Reinforcement Learning-Based Control of CrazyFlie 2.X Quadrotor

Arshad Javeed,Valentín López Jiménez
2023-06-14
Abstract:The objective of the project is to explore synergies between classical control algorithms such as PID and contemporary reinforcement learning algorithms to come up with a pragmatic control mechanism to control the CrazyFlie 2.X quadrotor. The primary objective would be performing PID tuning using reinforcement learning strategies. The secondary objective is to leverage the learnings from the first task to implement control for navigation by integrating with the lighthouse positioning system. Two approaches are considered for navigation, a discrete navigation problem using Deep Q-Learning with finite predefined motion primitives, and deep reinforcement learning for a continuous navigation approach. Simulations for RL training will be performed on gym-pybullet-drones, an open-source gym-based environment for reinforcement learning, and the RL implementations are provided by stable-baselines3
Robotics,Machine Learning
What problem does this paper attempt to address?

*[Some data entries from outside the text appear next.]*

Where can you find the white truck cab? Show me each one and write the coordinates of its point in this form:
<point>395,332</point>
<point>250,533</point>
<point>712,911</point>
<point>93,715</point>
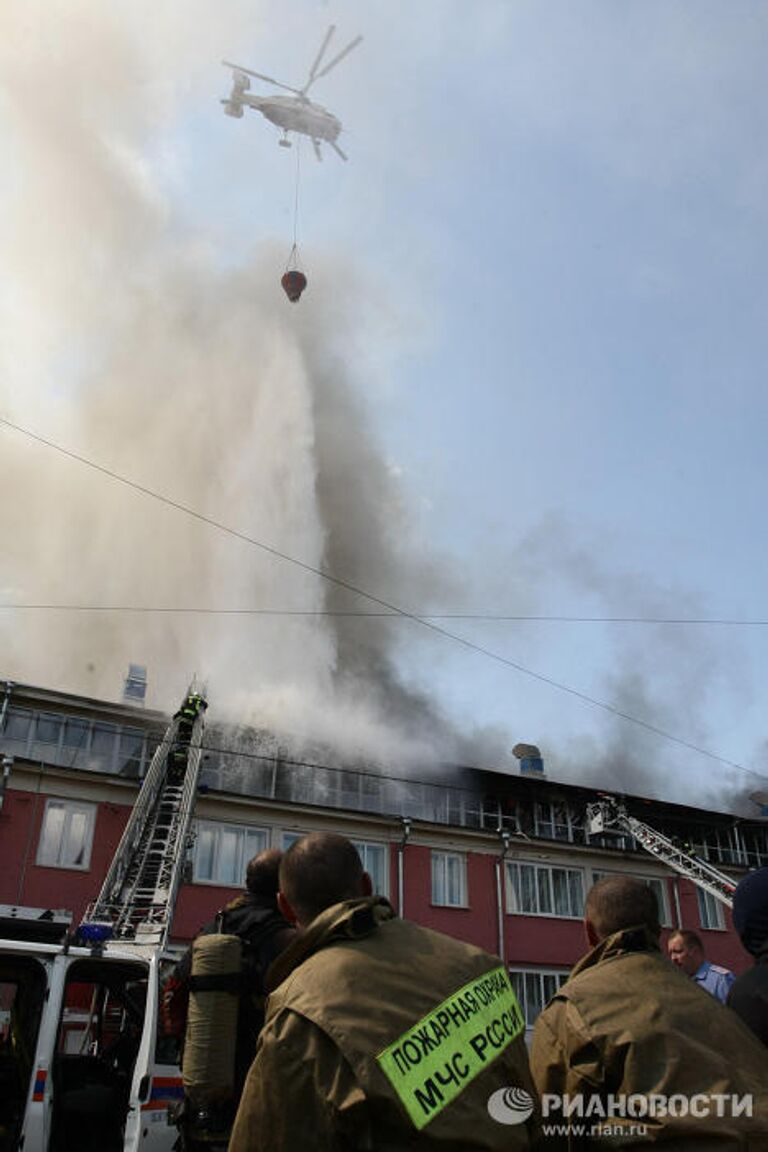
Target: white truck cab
<point>83,1065</point>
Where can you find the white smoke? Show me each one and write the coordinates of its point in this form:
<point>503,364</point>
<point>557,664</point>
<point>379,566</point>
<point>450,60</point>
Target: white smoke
<point>129,340</point>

The main objective of this paper is to explore the synergy between classical control algorithms (such as PID) and modern reinforcement learning algorithms to achieve effective control of the CrazyFlie 2.X quadrotor drone. Specifically, the paper attempts to address the following issues: 1. **PID Parameter Tuning**: Utilize reinforcement learning strategies to adjust the parameters of the PID controller in the CrazyFlie 2.X quadrotor drone. The Twin-Deep Deterministic Policy Gradient (TD3) algorithm is used to approximate the parameters of the attitude and position controllers and compare them with the original values. 2. **Navigation Control**: Based on PID parameter tuning, further achieve navigation control functionality. Combining high-precision positioning systems (such as Lighthouse), use reinforcement learning strategies to complete spatial navigation tasks from the current position to a specified target point. The paper explores two methods: - Use Deep Q-Learning with a finite set of predefined action primitives to solve discrete navigation problems. - Use deep reinforcement learning to solve continuous navigation problems. 3. **Robustness Evaluation**: Investigate whether introducing external disturbances during training can improve the model's robustness. Experimental results show that even without introducing external disturbances, the model itself has a certain degree of robustness, and adding disturbances during training does not significantly enhance performance. In summary, the paper aims to develop a practical and efficient quadrotor drone control system by combining traditional PID control techniques with advanced reinforcement learning methods.